My sermon yesterday needed to do two things:  1) serve the normal function of a Sunday message in terms of teaching, evoking, exhorting, and encouraging the people gathered for worship; and 2) drum up awareness of and enthusiasm for next week’s Million Meal March.

It was in a sense a teaching-oriented promotion of the centerpiece of the Food For Thought series: when the people of Good Shepherd won’t hear a sermon; they will be the sermon on March 30 as they package 250,000 meals with our partners at Stop Hunger Now

So I based the message on James 2:14-24 and called it Completely Incomplete.  It won’t take you long to figure out why:


            When I was a kid, I went to the grocery store down the street from our house with my mom and
            Which reminds me of the time in high school when I was driving in a strange town when we
            And that makes me think of the time in seminary when I organized a small group from our very small to go
            And all of that leads me to what I want to talk to you about today, which is
          Frustrated yet?  Annoyed yet?  Don’t you just want me to finish one of those sentences so you can know just what the     I’m talking about?  What good is an incomplete sentence?  None!  You don’t even have to have one of those middle school sentence diagram thingy-s to understand that, do you?  And preaching with incomplete sentences is not a way to grow a church or build a following or lead to an altar call.  Incomplete sentences are so very . . . .
            And as we move into week 2 of Food For Thought and in particular as we prepare for week 3 of it!, that’s what James says to us today:  we have some incomplete sentences running around in church-land, USA.  Now: James is a rubber meets the road kind of guy and the book that bears his name is a rubber meet road kind of sermon.  He’s less interested in the philosophy of the faith and more interested in what it looks like when you live it out.  That’s why this section of her sermon starts out in 2:14: 
14 What good is it, my brothers and sisters, if someone claims to have faith but has no deeds?

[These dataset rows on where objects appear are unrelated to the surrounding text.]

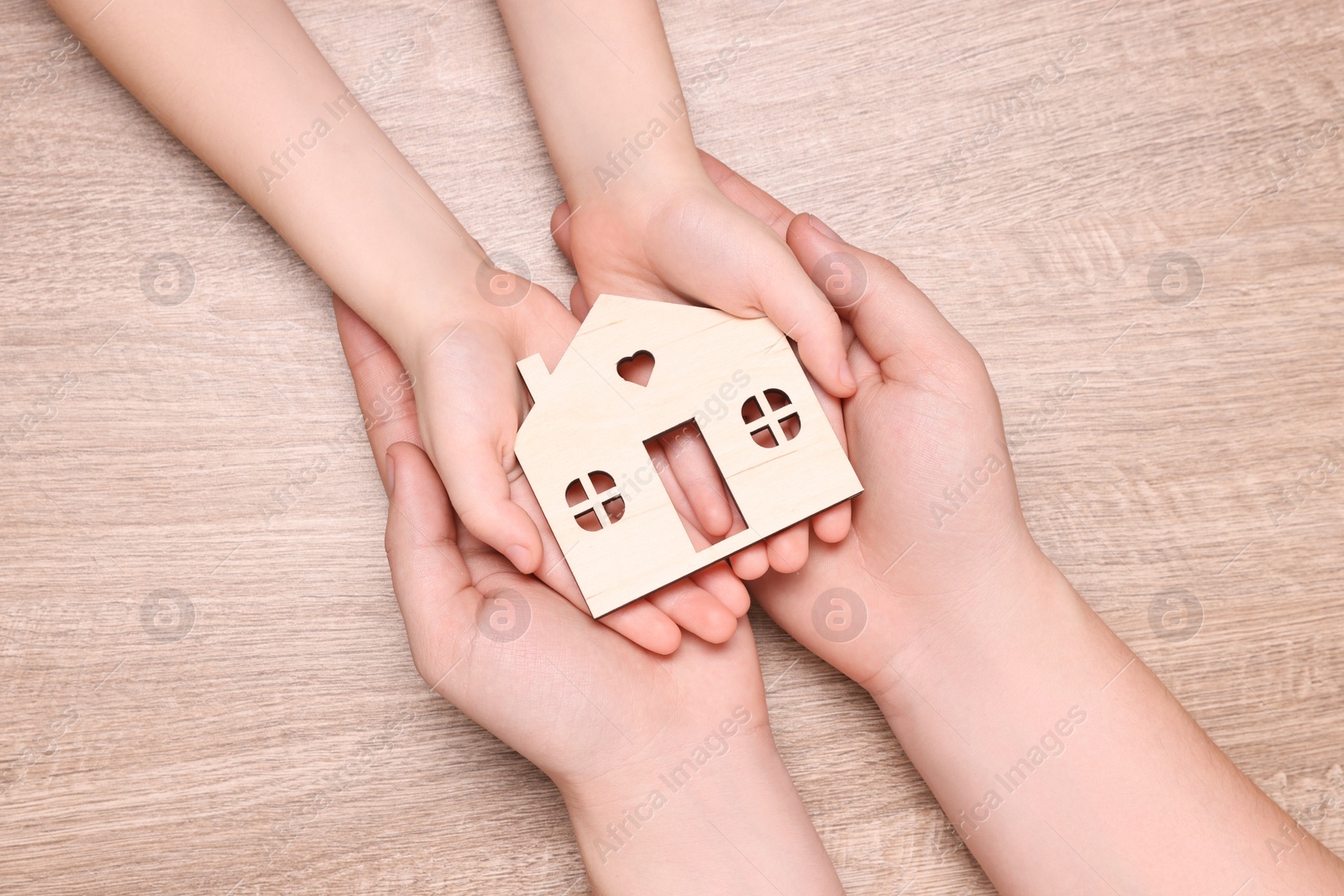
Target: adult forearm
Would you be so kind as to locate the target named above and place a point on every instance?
(606, 96)
(242, 86)
(718, 817)
(1066, 766)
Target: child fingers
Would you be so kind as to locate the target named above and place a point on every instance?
(645, 625)
(696, 610)
(750, 563)
(725, 586)
(382, 385)
(692, 466)
(432, 579)
(832, 524)
(788, 550)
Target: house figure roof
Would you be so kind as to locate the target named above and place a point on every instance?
(584, 443)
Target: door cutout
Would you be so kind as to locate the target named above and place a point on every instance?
(678, 443)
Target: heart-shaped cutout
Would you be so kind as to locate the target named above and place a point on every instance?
(636, 369)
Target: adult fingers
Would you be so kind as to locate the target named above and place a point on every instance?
(894, 322)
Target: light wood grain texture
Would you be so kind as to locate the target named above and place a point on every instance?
(737, 382)
(199, 647)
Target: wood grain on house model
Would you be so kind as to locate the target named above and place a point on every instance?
(734, 380)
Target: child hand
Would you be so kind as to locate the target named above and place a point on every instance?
(938, 523)
(685, 241)
(475, 389)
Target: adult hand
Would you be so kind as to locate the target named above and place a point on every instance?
(683, 239)
(654, 755)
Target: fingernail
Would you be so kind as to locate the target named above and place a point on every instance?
(846, 374)
(817, 224)
(517, 555)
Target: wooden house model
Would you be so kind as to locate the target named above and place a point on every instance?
(582, 445)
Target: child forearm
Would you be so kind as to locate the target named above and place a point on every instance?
(606, 96)
(242, 86)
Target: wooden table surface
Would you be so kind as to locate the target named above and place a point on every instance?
(1136, 212)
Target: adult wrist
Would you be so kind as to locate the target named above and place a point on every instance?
(638, 172)
(725, 799)
(995, 627)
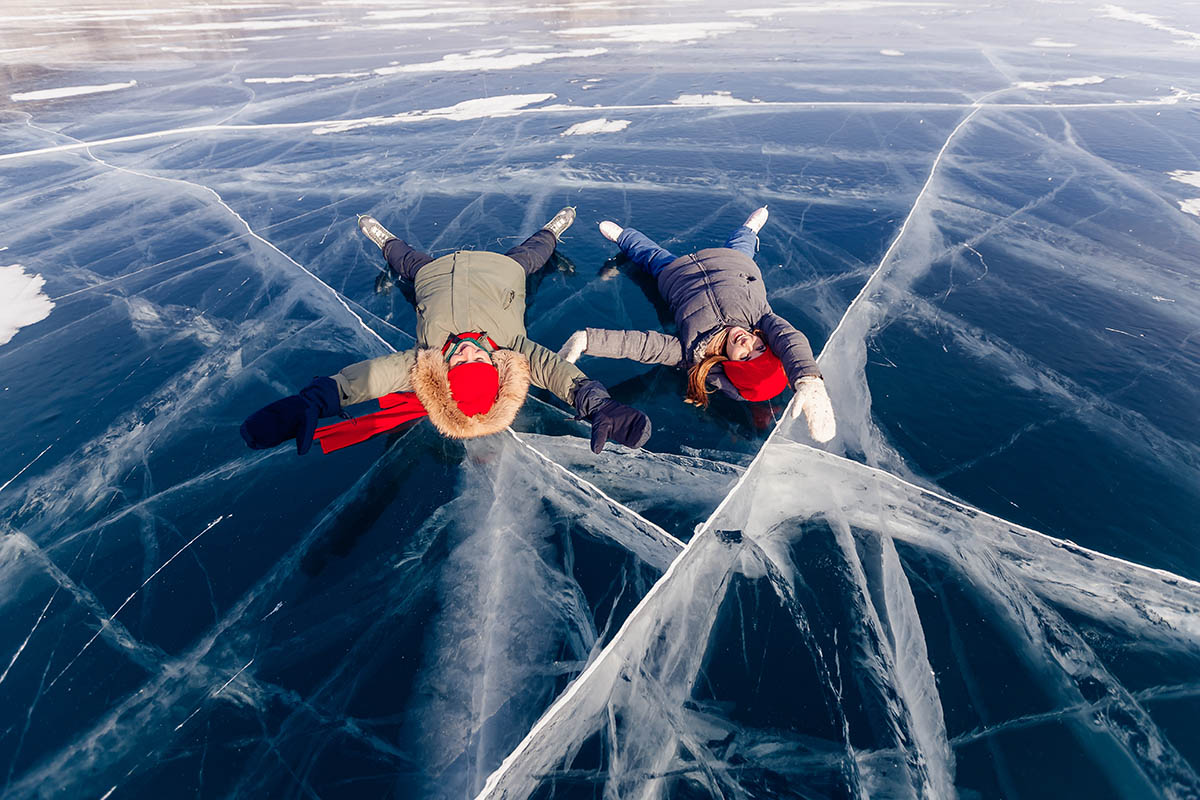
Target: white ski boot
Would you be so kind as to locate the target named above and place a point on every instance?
(561, 222)
(373, 230)
(611, 230)
(756, 220)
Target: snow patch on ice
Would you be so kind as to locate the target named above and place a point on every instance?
(325, 76)
(487, 59)
(245, 24)
(70, 91)
(847, 6)
(658, 32)
(715, 98)
(468, 109)
(1042, 41)
(601, 125)
(1045, 85)
(1150, 20)
(22, 300)
(1186, 176)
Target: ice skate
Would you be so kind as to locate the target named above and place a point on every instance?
(611, 230)
(756, 220)
(373, 230)
(561, 222)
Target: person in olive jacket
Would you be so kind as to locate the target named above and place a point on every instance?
(473, 364)
(729, 338)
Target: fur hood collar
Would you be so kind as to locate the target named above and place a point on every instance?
(432, 389)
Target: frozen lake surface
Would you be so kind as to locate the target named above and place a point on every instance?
(984, 218)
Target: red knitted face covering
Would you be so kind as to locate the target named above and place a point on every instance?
(757, 379)
(474, 386)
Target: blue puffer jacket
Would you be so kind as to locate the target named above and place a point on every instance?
(708, 292)
(718, 287)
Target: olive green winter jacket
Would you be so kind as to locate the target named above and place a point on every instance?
(461, 293)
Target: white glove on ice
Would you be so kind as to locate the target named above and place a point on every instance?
(813, 401)
(575, 346)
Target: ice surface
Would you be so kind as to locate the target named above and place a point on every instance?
(981, 216)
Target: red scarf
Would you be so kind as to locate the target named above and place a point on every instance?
(397, 408)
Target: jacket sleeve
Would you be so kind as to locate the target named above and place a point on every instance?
(648, 347)
(790, 346)
(375, 378)
(547, 371)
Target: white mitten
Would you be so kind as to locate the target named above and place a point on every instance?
(813, 401)
(575, 346)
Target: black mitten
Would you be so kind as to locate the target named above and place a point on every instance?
(293, 417)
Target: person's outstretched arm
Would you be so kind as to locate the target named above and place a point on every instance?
(811, 398)
(790, 346)
(589, 398)
(647, 347)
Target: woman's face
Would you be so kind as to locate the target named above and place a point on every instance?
(468, 353)
(743, 346)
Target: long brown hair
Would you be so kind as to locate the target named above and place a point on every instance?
(697, 376)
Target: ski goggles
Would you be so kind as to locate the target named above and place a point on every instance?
(456, 341)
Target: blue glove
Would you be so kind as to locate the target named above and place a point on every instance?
(619, 422)
(610, 419)
(293, 417)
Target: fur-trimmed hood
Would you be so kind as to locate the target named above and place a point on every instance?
(432, 388)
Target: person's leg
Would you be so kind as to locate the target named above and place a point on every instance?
(643, 251)
(533, 253)
(744, 240)
(403, 259)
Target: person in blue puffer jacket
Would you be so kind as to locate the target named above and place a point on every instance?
(729, 338)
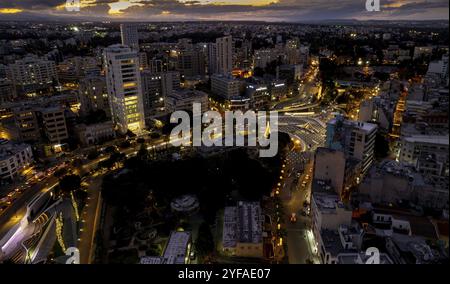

Can such faith save them? 
 Rhetorical question in which the implied answer is, “No!”  And so then James gets quite specific (which, by the way, any good sermon does!) in 2:15: 
 15 Suppose a brother or a sister is without clothes and daily food.
Notice what it doesn’t say about food.  Not that he’s hungry.  Not that he’s missing dessert.  Not that he needs more protein.  Not even that he’s lacking the eight essential vitamins and iron that are in Kellog’s Raisin Bran.  Nope:  DAILY FOOD.  Basic, daily caloric intake to live.  And he is missing it not just today, but as a way of life.
            So:  suppose . . . in the church or beyond it, close to home or far away . . . someone is in this place.  Except today, in 2014, we really DON’T have to suppose, do we?  Check it out:   

            And to what James supposes and to what we SEE there – in both cases centering on food – James goes on to 2:16: 
 16 If one of you says to them, “Go in peace; keep warm and well fed,” but does nothing about their physical needs, what good is it?
 Haunting question – what good is it?  You know what he is stating by asking there?  What good is it if your sympathy is aroused by the video but you don’t ever act on it?  NO GOOD.  What good is it if your compassion gets stirred up but that’s where it stops?  NO GOOD.  What good is it if you have really good intentions but not concrete actions?  NO GOOD.  What good is it if you SAY SOMETHING but DO NOTHING?  NO GOOD.  No good at all.  The answer is embedded in the question:  What good?  NO GOOD!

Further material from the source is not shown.